João Pedro Martins, Jornal i
Estive a reler o programa do XIX Governo Constitucional que tomou posse em 21 de junho de 2011. As palavras “transparente” e “transparência” aparecem 27 vezes ao longo do documento.
Este governo, que prega o rigor e a transparência, gosta de pisar os terrenos da inconstitucionalidade sempre que submete à Assembleia da República a aprovação da Proposta de Lei do Orçamento do Estado. É uma relação de masoquismo político com os portugueses quando o primeiro-ministro sabe à partida que vai ter o chumbo do Tribunal Constitucional.
Mas este é também um governo fora da lei porque viola, por omissão, a própria Lei do Orçamento do Estado quando deveria ter publicado a lista nominal de todos os sujeitos passivos de IRC que em 2012 usufruíram de benefícios fiscais.
A transparência fiscal é um instrumento fundamental no funcionamento da democracia e é um direito dos contribuintes, eleitores e cidadãos. Mas a transparência fiscal é também um dever do Estado, previsto no art.º 120 da Lei n.º 55-A/2010, de 31 de dezembro, que introduziu um aditamento ao Estatuto dos Benefícios Fiscais (art.º 15.º-A), obrigando a divulgação da sua utilização: “A DGCI (atual AT) deve, até ao fim do mês de setembro de cada ano, divulgar os sujeitos passivos de IRC que utilizaram benefícios fiscais, individualizando o tipo e o montante do benefício utilizado”.
Esta lista deveria incluir as empresas-fantasma virtualmente instaladas na Zona Franca da Madeira que têm poupado milhões com o regime de bonificação fiscal vigente neste bordel tributário e viveiro do crime organizado, onde as máfias russas, italianas, espanholas e angolanas lavam dinheiro perante o silêncio das autoridades nacionais que assistem à permanente violação do art.º 38.º da Lei Geral Tributária.
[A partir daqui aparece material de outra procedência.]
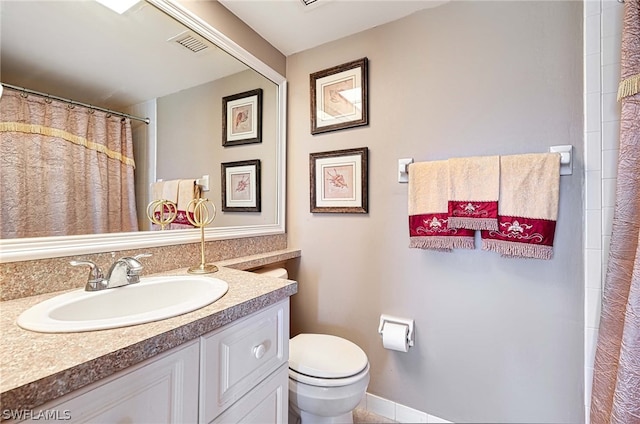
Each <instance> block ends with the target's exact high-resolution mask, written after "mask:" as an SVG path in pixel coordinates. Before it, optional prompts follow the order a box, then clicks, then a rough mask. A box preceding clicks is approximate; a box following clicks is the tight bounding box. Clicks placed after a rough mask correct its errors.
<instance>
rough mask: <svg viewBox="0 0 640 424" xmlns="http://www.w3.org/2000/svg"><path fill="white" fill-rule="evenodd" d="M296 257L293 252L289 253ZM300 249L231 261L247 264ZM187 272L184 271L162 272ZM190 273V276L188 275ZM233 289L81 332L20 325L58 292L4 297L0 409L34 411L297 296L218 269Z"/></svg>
mask: <svg viewBox="0 0 640 424" xmlns="http://www.w3.org/2000/svg"><path fill="white" fill-rule="evenodd" d="M291 255H293V256H291ZM289 256H290V257H297V256H299V252H298V253H297V254H295V253H294V254H291V253H289V254H286V255H283V256H275V257H271V259H270V260H265V259H264V258H247V259H246V260H245V261H244V262H243V261H242V260H236V261H228V262H227V263H225V265H227V266H235V267H238V268H244V269H249V268H253V267H256V266H260V265H267V264H268V263H269V262H277V261H276V260H274V258H276V259H281V260H286V259H289V258H290V257H289ZM218 265H219V266H220V265H222V264H218ZM181 274H186V268H184V269H180V270H175V271H171V272H164V273H161V275H181ZM189 275H191V274H189ZM209 275H211V276H213V277H216V278H220V279H221V280H224V281H226V282H227V283H228V284H229V291H228V292H227V294H225V295H224V296H223V297H222V298H220V299H219V300H217V301H216V302H214V303H212V304H210V305H208V306H205V307H204V308H201V309H198V310H196V311H193V312H190V313H188V314H184V315H180V316H177V317H174V318H169V319H165V320H162V321H156V322H151V323H148V324H141V325H135V326H131V327H124V328H117V329H111V330H101V331H91V332H83V333H62V334H61V333H58V334H44V333H35V332H31V331H27V330H23V329H22V328H20V327H18V326H17V325H16V319H17V317H18V316H19V315H20V313H22V312H23V311H24V310H26V309H28V308H29V307H31V306H33V305H35V304H37V303H39V302H41V301H43V300H45V299H48V298H51V297H53V296H55V295H57V294H60V293H61V292H57V293H48V294H43V295H38V296H31V297H25V298H22V299H15V300H10V301H6V302H0V331H1V333H0V334H2V343H0V372H1V374H0V393H1V394H0V410H7V409H11V410H19V409H20V410H21V409H33V408H36V407H38V406H40V405H42V404H44V403H46V402H49V401H51V400H53V399H56V398H58V397H60V396H62V395H65V394H67V393H69V392H71V391H73V390H76V389H79V388H81V387H84V386H85V385H87V384H90V383H93V382H95V381H98V380H100V379H102V378H105V377H108V376H110V375H112V374H114V373H116V372H118V371H120V370H123V369H125V368H127V367H129V366H132V365H135V364H137V363H139V362H141V361H144V360H145V359H148V358H150V357H153V356H155V355H157V354H159V353H162V352H165V351H167V350H169V349H172V348H174V347H176V346H178V345H181V344H183V343H185V342H187V341H189V340H193V339H195V338H197V337H199V336H201V335H203V334H206V333H208V332H210V331H212V330H215V329H217V328H219V327H222V326H224V325H226V324H228V323H230V322H232V321H234V320H236V319H238V318H241V317H243V316H246V315H248V314H251V313H253V312H256V311H259V310H261V309H263V308H265V307H267V306H269V305H272V304H274V303H276V302H278V301H280V300H283V299H286V298H287V297H289V296H291V295H293V294H295V293H296V292H297V290H298V285H297V283H296V282H295V281H291V280H282V279H278V278H274V277H268V276H263V275H259V274H253V273H249V272H245V271H241V270H237V269H231V268H227V267H221V266H220V270H219V271H218V272H216V273H214V274H209Z"/></svg>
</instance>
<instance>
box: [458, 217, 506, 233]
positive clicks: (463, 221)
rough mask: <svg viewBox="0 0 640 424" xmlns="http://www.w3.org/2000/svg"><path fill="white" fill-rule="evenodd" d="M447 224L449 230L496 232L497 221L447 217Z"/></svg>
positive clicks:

Com a não publicação da lista até 30 de setembro de 2013, o governo passou a estar fora de prazo no que diz respeito ao cumprimento da Lei do Orçamento do Estado que submeteu e foi aprovada na Assembleia da República, ao mesmo tempo que promove a batota fiscal com a fuga legal aos impostos, tratando os contribuintes cumpridores como parvos fiscais.
Hoje os contribuintes sabem que cumprir a lei tributária é uma exigência apenas para alguns porque de quatro em quatros anos assistimos a um novo perdão fiscal para os infratores que regularizem as suas dívidas ao fisco.
O governo que em nome da austeridade tem aumentado fortemente a carga fiscal sobre os cidadãos e que tem garantido que será implacável no combate à fraude e evasão fiscais, não pode continuar a tratar os contribuintes com dois pesos e duas medidas. Para uns é implacável, enquanto para os ricos e poderosos é cego, surdo e mudo, e ainda usa de clemência plurianual.
Precisamos de um Estado corajoso. De ministros que escolham a justiça em detrimento do pagamento de favores políticos. E já agora de dirigentes de topo que prestem serviço público com qualidade e transparência, em vez de serem o tapete daqueles que usam e abusam do Estado e não querem pagar o que devem.
O governo até pode vender o BPN a preço de saldo e transferir capitais para as elites corruptas que capturaram a economia e poder político. Mas o governo não pode obrigar os contribuintes a serem o Banco do Estado, sobretudo numa altura em que mais importante do que salvar a banca e os amigos é preciso salvar as pessoas.